Why this works: “At most once per session” prevents feedback fatigue. Priority tiers ensure bugs are surfaced before generic satisfaction questions. “Pick the first that matches, then stop” is a deterministic rule. The “never interrupt the active task” constraint ensures feedback doesn’t derail work. Different feedback types get different responses (bug → offer to draft report, satisfaction → one-line mention).

Negative Example

Ask the user for feedback when you're done. Include a link to our survey.

Why this fails: No session-level dedup means the model asks for feedback after every interaction. No priority tiers means bugs get the same treatment as generic satisfaction. “When you’re done” is ambiguous in a multi-step workflow — after every step? Only at the end? No constraint against interrupting active work means the model might ask for feedback mid-analysis.

Pattern 30: Version Check / Update Notification

Prevalence: <1% of skills (10-20 files) Related patterns: Configuration Persistence, Error Handling

What it is: Checking whether the installed plugin version matches the latest available version and notifying the user of updates, with graceful fallback when the check fails.

When to use:

Skills that are actively developed and frequently updated
Skills where version mismatches cause subtle behavior differences
Skills distributed through a plugin marketplace
When users need to stay current for security or compatibility reasons

Positive Example

### Check for Updates

**Run this section on every invocation**, before any other workflow section. It is designed
to be non-blocking — if any step fails (network error, file not found, parse error),
log a brief warning and continue silently.

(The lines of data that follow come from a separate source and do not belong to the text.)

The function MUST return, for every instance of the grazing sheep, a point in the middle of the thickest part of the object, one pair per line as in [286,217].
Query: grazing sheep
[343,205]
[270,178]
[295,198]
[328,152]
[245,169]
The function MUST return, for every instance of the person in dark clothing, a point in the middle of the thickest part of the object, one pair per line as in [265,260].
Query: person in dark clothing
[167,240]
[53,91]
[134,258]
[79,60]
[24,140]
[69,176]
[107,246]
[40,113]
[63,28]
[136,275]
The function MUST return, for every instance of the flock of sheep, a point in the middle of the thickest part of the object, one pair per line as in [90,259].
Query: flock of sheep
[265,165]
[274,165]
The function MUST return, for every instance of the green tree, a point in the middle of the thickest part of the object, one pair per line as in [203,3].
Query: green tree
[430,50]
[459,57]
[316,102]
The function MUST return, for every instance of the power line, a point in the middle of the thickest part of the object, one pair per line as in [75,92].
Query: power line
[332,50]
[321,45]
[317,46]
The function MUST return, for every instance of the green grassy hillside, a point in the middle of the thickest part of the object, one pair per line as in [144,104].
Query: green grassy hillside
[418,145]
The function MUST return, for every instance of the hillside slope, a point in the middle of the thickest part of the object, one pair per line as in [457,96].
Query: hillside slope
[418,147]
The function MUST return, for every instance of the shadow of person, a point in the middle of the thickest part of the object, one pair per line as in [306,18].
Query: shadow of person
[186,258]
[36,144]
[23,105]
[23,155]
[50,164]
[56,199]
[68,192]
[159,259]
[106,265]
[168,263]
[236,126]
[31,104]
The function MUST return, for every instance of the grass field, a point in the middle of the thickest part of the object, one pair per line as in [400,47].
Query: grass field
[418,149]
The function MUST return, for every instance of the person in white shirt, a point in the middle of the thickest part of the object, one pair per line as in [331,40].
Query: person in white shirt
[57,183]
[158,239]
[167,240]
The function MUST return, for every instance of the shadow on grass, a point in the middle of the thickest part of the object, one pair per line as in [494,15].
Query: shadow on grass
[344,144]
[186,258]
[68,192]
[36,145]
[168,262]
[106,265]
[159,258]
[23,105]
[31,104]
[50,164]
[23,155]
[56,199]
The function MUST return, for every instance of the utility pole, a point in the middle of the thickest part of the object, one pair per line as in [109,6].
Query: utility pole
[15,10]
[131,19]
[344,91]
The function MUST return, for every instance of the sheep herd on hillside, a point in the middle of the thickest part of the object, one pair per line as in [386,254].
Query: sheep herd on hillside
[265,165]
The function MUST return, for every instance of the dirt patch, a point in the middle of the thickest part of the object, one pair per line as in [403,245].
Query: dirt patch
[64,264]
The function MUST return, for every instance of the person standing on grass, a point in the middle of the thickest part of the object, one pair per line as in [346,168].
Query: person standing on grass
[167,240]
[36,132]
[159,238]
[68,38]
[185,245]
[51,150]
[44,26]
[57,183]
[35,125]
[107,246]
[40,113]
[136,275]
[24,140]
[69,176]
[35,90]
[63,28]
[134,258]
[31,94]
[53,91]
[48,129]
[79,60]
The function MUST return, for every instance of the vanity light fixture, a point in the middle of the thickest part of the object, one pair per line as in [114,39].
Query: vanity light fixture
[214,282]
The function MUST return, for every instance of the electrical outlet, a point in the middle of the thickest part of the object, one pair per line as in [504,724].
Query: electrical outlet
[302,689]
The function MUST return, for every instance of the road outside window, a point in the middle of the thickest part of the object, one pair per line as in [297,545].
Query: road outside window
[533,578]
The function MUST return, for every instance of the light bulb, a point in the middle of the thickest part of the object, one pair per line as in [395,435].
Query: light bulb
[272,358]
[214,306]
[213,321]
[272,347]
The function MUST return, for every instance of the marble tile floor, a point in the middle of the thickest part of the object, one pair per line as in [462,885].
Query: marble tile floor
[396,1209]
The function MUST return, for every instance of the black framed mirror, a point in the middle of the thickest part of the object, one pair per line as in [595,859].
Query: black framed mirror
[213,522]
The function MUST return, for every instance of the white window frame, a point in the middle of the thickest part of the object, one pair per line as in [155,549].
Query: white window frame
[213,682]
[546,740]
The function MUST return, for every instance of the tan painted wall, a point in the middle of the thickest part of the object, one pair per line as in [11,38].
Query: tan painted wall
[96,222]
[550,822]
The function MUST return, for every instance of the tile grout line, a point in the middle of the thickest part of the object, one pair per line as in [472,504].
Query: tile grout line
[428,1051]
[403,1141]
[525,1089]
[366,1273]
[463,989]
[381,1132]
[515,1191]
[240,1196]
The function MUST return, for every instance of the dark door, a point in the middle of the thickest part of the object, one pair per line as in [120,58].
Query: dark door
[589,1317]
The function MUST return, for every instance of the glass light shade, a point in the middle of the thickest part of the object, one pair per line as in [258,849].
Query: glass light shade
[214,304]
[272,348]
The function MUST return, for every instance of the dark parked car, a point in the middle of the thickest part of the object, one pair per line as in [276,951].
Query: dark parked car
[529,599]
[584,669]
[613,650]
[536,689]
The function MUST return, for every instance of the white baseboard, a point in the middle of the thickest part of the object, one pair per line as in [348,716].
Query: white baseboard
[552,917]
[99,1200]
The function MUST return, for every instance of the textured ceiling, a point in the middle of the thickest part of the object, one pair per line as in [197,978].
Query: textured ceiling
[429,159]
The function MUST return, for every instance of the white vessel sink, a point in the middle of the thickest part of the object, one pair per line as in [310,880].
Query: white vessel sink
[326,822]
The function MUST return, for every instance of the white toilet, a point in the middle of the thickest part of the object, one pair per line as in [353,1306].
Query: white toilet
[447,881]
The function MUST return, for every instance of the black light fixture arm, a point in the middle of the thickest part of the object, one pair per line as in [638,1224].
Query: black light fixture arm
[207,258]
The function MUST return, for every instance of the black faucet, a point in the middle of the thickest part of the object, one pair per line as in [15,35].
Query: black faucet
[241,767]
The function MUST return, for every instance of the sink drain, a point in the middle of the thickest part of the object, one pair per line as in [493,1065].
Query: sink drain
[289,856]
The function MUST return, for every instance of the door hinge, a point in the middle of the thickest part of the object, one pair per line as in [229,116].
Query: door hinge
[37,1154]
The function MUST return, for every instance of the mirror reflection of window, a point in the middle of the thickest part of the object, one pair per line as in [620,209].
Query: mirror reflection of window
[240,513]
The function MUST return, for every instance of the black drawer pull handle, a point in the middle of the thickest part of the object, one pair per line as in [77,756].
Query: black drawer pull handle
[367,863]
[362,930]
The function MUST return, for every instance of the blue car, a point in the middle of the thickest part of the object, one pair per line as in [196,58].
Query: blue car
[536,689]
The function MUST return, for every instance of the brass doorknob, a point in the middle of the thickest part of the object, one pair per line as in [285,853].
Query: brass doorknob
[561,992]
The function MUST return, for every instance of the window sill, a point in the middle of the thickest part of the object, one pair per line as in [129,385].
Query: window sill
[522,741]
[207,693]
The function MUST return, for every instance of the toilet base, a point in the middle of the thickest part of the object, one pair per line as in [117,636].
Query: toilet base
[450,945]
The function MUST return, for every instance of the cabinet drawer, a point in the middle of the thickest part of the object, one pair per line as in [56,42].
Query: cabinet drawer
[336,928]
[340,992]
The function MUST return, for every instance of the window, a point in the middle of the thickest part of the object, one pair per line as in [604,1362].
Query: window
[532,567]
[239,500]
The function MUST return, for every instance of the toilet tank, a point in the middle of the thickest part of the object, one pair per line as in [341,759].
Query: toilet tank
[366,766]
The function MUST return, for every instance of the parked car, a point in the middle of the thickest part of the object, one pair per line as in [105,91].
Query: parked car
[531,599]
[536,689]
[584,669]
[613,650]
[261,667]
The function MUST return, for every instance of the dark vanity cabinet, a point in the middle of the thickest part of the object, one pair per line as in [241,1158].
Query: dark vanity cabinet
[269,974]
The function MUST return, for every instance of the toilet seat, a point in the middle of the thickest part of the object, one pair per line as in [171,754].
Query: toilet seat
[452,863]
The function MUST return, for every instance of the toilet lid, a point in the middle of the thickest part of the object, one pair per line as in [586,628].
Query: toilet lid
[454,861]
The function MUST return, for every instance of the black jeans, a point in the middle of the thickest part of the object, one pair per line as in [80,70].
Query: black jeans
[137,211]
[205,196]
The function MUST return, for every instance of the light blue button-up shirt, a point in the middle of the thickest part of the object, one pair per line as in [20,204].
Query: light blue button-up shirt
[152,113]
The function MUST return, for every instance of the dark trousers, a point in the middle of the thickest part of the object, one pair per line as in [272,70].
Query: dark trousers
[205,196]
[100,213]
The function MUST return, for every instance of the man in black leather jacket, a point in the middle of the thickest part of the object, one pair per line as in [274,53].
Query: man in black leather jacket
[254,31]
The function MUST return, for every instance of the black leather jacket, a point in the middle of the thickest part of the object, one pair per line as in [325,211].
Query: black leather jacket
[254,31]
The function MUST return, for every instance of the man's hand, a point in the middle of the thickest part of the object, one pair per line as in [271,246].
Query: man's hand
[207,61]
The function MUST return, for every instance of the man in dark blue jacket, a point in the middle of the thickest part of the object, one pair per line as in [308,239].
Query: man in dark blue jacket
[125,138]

**Read installed version**

    $installedPluginJson = "$env:USERPROFILE\.copilot\installed-plugins\
      marketplace\my-plugin\.claude-plugin\plugin.json"
    $installedVersion = (Get-Content $installedPluginJson -Raw | ConvertFrom-Json).version

**Fetch latest version from GitHub**

Uses `gh api` (GitHub CLI) for authenticated access, with `Invoke-RestMethod` as fallback:

    # Primary: GitHub CLI
    $base64 = gh api repos/org/plugins/contents/plugins/
      my-plugin/.claude-plugin/plugin.json --jq '.content'
    $latestVersion = ([System.Text.Encoding]::UTF8.GetString(
      [Convert]::FromBase64String($base64.Trim())) | ConvertFrom-Json).version

    # Fallback: direct HTTP (works for public repos)
    $latestUrl = "https://raw.githubusercontent.com/org/plugins/
      main/plugins/my-plugin/.claude-plugin/plugin.json"
    $latestVersion = (Invoke-RestMethod -Uri $latestUrl -TimeoutSec 5).version

**Compare versions** using `[version]` type for numeric comparison.

**Report result:**
- If latest > installed: "Update available: v{installed} → v{latest}" + offer update command
- If versions match: "v{installed} (latest)" + continue
- If check fails: "Could not check for updates. Continuing with installed version."

Why this works: The check is designed to be non-blocking — network failures don’t prevent the skill from running. Two fetch methods (gh api + direct HTTP) provide redundancy. Version comparison uses proper numeric parsing ([version] type), not string comparison. The three outcomes (update available, up to date, check failed) are each defined with specific user-facing messages. The update path pauses and asks before updating, not auto-updating.

Negative Example

Check if there's a newer version available. If so, tell the user to update.

Why this fails: No paths specified for installed or remote version. No fallback for network failures means the skill might crash before doing any real work. No version comparison method — string comparison of “1.9.0” vs “1.10.0” gives wrong results. No handling of the “check failed” case. No user confirmation before updating. “Tell the user to update” doesn’t give the actual command.